Não é tão comum associar o espaço à audição, mas o som é parte importante da definição
do espaço, seja por sons típicos como buzinas e sirenes numa cidade ou pelas
características acústicas em relação aos materiais, como a reverberação, refração e
absorção. É comum, por exemplo, imaginar a profundidade e amplitude de um espaço a
partir do som de uma gota caindo ou experimentar o material através do tempo que o som
demora para chegar aos ouvidos.

Espaços aromáticos
“Um cheiro específico nos faz reentrar de modo inconsciente um espaço totalmente esquecido
pela memória da retina; as narinas despertam uma imagem esquecida e somos convidados a
sonhar acordados.” (P.51)

O olfato é o sentido mais primitivo de todos, por isso pode fazer conexões em regiões
inconscientes ou já esquecidas. Assim como o som, os aromas são parte constituinte dos
espaços, objetos e cidades. Um aroma específico pode facilmente trazer à memória um
lugar já visitado ou até imaginado.
A forma do toque
“Cada movimento da mão em cada uma de suas tarefas se dá por meio do pensamento,
cada toque da mão permanece naquele elemento.” Martin Heidegger, “What Calls for
Thinking”, in Martin Heidegger, Basic Writings, Harper & Row (New York), 1977, p 357.
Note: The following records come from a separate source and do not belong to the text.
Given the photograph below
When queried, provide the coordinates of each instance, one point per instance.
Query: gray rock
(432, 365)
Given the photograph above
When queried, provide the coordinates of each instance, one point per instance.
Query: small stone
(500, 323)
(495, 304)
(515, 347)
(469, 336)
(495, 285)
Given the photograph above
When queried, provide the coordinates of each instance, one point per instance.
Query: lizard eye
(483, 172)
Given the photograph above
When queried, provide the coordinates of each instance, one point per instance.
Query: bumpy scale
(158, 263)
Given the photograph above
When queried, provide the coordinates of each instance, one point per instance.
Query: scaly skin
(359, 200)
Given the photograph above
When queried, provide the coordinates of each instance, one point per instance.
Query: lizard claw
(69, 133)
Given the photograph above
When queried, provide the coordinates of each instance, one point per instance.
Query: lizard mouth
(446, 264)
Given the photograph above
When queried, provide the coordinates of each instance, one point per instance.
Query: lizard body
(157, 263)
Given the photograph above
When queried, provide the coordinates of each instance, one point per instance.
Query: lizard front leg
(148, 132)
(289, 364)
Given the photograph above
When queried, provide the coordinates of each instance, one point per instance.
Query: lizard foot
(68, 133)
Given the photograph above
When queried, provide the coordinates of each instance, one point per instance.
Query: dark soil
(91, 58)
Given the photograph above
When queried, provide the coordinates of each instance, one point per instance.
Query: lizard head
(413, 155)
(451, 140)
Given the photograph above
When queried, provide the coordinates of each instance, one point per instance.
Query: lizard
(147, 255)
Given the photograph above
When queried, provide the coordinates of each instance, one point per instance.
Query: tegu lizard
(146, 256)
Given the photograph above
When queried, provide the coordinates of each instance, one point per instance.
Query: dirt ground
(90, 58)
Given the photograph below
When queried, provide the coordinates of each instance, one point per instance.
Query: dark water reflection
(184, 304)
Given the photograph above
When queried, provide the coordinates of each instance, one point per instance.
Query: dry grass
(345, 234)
O tato é fruto do pensamento: para tocar algo, é preciso primeiro dar tal comando no cérebro
levado até as mãos que irão executá-lo de determinada maneira. Através do toque é possível
sentir texturas, formas e temperaturas e apenas pelo momento em que se toca. Também se tem
sensações diferentes ao tocar um mesmo objeto pela força ou rapidez com que se passa os
dedos ou mãos.

[INSTALAÇÃO SEMANA DA INTEGRAÇÃO]

O sabor da pedra

Ao falar sobre o paladar, trata-se de voltar a sentidos primitivos. Através da parte interna da
boca pode-se sentir diversas sensações e algumas dessas são invocadas através do toque ou
da visão. De acordo com a textura ou cor, são invocadas através do toque ou da visão. De
acordo com a textura ou cor, remete-se a sensações ou desejos na língua.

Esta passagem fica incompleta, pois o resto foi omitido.